Lo, I am with you alway[s], even unto the end of the world.
—Matthew 28:20
When the Lord chose His twelve disciples, it was so “that they should be with Him, and that He might send them forth to preach” (Mark 3:14). A life in fellowship with Him was to be their preparation for the work of preaching.
The disciples were so deeply conscious of having this great privilege that when Christ spoke of leaving them, their hearts were filled with great sorrow. The presence of Christ had become indispensable to them; they could not think of living without Him. To comfort them, Christ gave them the promise of the Holy Spirit, with the assurance that they then would have Himself in His heavenly presence in a far deeper and more intimate sense than they ever had known on earth. Their first calling remained unchanged; to be with Him, to live in unbroken fellowship with Him, would be the secret of power to preach and to testify of Him.
When Christ gave them the Great Commission to “go ye therefore, and teach all nations, baptizing them in the name of the Father, and of the Son, and of the Holy Ghost: Teaching them to observe all things whatsoever I have commanded you” (Matthew 28:19–20), He added the words, “Lo, I am with you alway[s], even unto the end of the world.”
This principle holds good for all Christ’s servants for all time, as it did for the twelve disciples: without the experience of His presence always abiding with them, their preaching would have no power. The secret of their strength would be the living testimony that Jesus Christ was with them every moment, inspiring, directing, and strengthening them. It was this reality that made them so bold in preaching Him as the Crucified One in the midst of His enemies. They never for a moment regretted His bodily absence; they had Him with them and in them, in the divine power of the Holy Spirit.

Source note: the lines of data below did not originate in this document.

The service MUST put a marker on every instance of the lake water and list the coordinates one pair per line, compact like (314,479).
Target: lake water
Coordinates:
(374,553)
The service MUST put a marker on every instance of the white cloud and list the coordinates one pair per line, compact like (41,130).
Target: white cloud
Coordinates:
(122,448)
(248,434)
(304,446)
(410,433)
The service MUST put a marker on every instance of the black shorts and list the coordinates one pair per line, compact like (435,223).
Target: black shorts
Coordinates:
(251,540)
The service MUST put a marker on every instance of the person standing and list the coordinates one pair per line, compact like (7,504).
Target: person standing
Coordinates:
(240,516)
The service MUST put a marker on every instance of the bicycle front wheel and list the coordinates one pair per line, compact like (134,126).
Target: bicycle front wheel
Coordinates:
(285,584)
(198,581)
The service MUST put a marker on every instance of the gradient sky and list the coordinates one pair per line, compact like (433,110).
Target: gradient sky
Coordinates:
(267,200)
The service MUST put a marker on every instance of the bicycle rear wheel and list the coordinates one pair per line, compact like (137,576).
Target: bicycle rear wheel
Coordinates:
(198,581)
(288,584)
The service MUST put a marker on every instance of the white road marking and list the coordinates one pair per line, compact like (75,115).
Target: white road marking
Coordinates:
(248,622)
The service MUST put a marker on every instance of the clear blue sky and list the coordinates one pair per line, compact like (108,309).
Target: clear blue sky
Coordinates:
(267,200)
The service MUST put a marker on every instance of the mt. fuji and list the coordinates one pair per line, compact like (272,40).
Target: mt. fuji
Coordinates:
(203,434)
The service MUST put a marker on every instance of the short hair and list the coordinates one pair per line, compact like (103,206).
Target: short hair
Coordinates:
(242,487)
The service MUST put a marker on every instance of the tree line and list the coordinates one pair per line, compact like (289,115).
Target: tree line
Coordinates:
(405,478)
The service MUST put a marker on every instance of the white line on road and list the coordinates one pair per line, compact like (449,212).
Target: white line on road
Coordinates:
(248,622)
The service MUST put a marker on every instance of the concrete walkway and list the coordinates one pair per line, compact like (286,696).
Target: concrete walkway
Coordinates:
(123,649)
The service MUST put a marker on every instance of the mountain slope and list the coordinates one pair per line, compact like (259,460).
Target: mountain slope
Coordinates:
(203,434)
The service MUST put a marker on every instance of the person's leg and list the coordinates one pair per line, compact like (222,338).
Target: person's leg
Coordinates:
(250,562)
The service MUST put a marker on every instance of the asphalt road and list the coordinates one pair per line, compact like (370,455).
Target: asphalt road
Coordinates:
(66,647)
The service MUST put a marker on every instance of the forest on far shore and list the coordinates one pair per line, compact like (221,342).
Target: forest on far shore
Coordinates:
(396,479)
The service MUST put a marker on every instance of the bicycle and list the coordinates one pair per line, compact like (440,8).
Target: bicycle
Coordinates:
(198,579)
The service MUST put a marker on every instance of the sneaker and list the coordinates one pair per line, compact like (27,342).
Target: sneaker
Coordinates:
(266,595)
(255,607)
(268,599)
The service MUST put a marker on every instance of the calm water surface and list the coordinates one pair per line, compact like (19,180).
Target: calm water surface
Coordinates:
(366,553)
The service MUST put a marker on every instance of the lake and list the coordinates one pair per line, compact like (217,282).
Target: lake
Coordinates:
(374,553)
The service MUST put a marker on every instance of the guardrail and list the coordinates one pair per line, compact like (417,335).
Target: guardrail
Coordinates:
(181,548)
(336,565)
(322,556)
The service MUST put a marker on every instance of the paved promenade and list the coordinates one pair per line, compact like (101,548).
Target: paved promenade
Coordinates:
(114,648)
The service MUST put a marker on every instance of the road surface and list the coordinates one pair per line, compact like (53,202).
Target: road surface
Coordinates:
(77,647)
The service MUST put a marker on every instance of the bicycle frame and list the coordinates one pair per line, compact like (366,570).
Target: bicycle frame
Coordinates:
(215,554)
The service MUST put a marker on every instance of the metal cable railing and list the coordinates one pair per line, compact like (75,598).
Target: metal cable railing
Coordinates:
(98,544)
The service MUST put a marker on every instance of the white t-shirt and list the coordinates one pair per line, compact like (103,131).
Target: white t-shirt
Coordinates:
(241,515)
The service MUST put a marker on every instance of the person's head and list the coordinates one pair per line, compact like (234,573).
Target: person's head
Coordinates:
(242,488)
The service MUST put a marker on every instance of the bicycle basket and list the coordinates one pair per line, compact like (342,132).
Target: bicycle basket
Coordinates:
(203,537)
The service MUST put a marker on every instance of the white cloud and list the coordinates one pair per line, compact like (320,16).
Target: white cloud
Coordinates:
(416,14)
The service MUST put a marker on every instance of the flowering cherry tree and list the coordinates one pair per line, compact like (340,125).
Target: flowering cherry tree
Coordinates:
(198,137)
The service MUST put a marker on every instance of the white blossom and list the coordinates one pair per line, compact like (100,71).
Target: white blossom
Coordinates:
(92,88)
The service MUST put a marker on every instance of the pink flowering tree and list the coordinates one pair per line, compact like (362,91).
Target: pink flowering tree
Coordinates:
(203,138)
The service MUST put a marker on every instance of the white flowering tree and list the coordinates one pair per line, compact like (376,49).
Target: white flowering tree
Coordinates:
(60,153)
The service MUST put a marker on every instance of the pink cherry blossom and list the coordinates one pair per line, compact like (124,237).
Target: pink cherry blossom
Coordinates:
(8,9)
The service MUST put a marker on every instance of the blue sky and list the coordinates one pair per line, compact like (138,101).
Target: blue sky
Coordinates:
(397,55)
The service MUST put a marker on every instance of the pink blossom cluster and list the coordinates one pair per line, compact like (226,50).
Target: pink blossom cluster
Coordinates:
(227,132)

In all the work of the minister and the missionary, everything depends on an awareness, through a living faith, of the abiding presence of the Lord with His servant. The living experience of the presence of Jesus is an essential element in preaching the gospel. If this is clouded, our work becomes a human effort, without the freshness and the power of the heavenly life. And nothing can bring back the power and the blessing besides a return to the Master’s feet, so that He may breathe into the heart, in divine power, His blessed words: “Lo, I am with you alway[s].”